Quinnipiac Athletic Director Jack McDonald announced today that Joe DeSantis will not be returning as head men’s basketball coach for the 2007-08 season.
“I want to thank Joe for his 11 years of service to the university,” McDonald said in a statement released by the university. “He oversaw our men’s basketball team as we moved from a Division II to a Division I program. We appreciate what he has done for Quinnipiac during his tenure as head coach, and we wish him all the best going forward.”
DeSantis said he wasn’t expecting the news, but understands that things like this can happen in coaching.
“I’m a little surprised since it was the highest we’ve ever finished in the league,” DeSantis said. “But they obviously have different thoughts and I understand. It’s a business and you just have to move on.”
DeSantis had been the head coach at Quinnipiac since he signed on with the program July 22, 1996. He pioneered the team through its final two seasons at the Division II level before it made the jump to the Northeast Conference for the 1998-99 campaign.
This season, DeSantis was at the helm for the team’s transition into Quinnipiac’s new athletic facility, the TD Banknorth Sports Center. After a 2-10 start, the Bobcats rode a second-half hot streak to a third-place finish in the NEC with a conference record of 11-7.
The Bobcats defeated Fairleigh Dickinson, 78-77, in the quarterfinals of the NEC tournament in their first home playoff game in 14 years.
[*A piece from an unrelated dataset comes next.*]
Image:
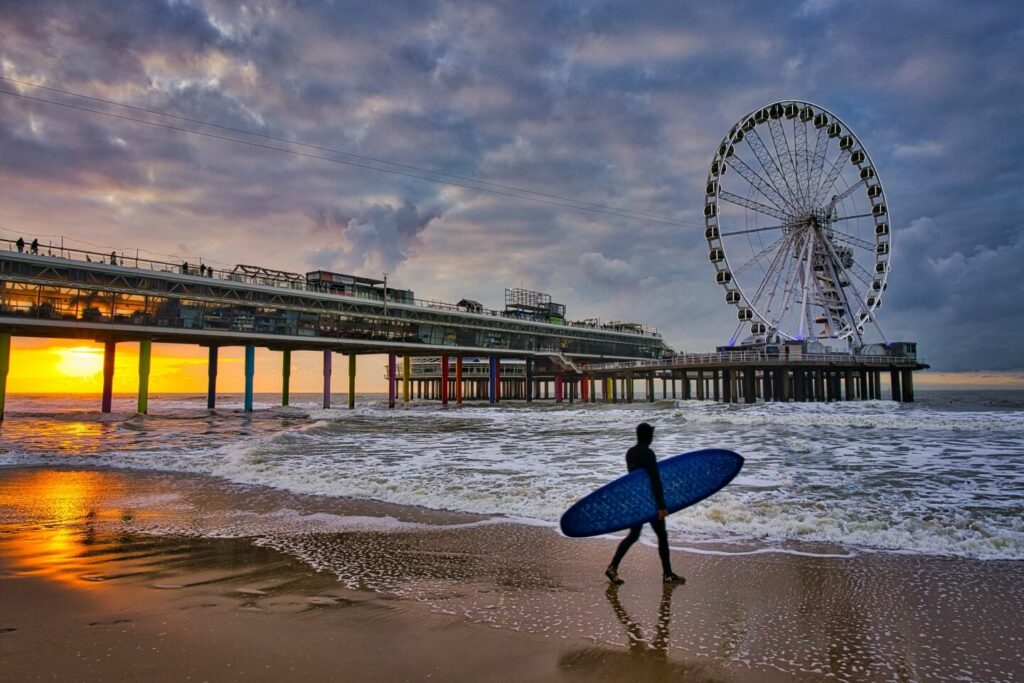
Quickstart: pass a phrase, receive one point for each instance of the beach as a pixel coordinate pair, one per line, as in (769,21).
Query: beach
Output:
(93,589)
Quinnipiac fell to second-seeded Sacred Heart, 83-69, in the semifinals Sunday to finish the season at 14-15, the team’s fourth straight losing season.
DeSantis wraps up his tenure at Quinnipiac with an overall record of 118-188 and 70-98 in the NEC.
Prior to arriving in Hamden, DeSantis worked as an assistant coach for 13 years at the Division I level and made three NCAA tournament appearances. The closest Quinnipiac came to a national tournament berth was in 2002, when DeSantis took his team to the NEC championship game, but was beaten by Central Connecticut State, 78-71.
DeSantis leaves the program with the second longest tenure in school history. The late Burt Kahn is the longest-serving coach in Quinnipiac history, holding his post from 1960-1991.
McDonald said the university will retain a national search firm to assist in the aggressive recruitment of a new head coach for the basketball program.
DeSantis said he still has a desire to coach elsewhere in the future.
“It’d be easier if I was 25 or 65 [years old],” he said. “If I was 25, I’d be applying for every coaching position out there. If I was 65, I’d hang it up. But I’ll be 50. I still want to coach. I’m just going to take a little time and see what happens.”